The University of Brighton, in partnership with Abertay University, sponsored the academic programme Develop:Research at the three-day games industry event held at the Hilton Brighton Metropole hotel.
Professor Karen Cham, Academic Lead for the University of Brighton Connected Futures said: “The city of Brighton and the University are now recognised as a hub for the games industry which last year alone generated $135 billion worldwide. The Develop:Brighton conference was an excellent opportunity to showcase industry-facing academic research, identify potential collaborators and to gain insight into the breadth of technical and creative innovation shaping the sector.
“The University of Brighton is under no illusions as to the importance of games research and expertise to industry. With more and more gamified systems, immersive environments and avatars at play, what began very recently as a relatively obscure academic interest will become the most valuable knowledge base for future tech.”
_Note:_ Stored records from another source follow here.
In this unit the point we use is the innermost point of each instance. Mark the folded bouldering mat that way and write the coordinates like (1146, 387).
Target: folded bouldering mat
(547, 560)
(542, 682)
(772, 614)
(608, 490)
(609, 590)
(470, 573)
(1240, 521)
Learning Scientist Benjamin Keep, CEO of Skyrocket Learning who spoke at the event said: “Academic Research can inject creativity into the game space. Not just through fascinating, quirky design pieces, but also by providing a rich knowledge base to work from. The distinction between ‘academic research’ and ‘game development’ can get a little blurry. When we all build on a common body of knowledge it enriches the conversation.”
Dr Jamie Woodcock of Oxford Internet Institute, University of Oxford, said: “The academic track at Develop:Brighton is key as academia can provide a critical space that enables us to consider the implications of games and game making practices. This is especially important in the context of the movement to unionise the games industry.”
Professor Gregor White, Dean of Design and Informatics at Abertay University, said: “The partnership between Abertay University and University of Brighton to deliver the academic research track at the Develop:Brighton Conference this year has been a huge success. The theme of games for good brought a wide range of interest to the conference where issues such as social histories, health, wellbeing and therapies were presented alongside scientific discovery and virtual reality. The programme offered a deep insight into the potential for games to contribute to solving significant social challenges as well as continuing to delight and entertain. I can’t wait for next year.”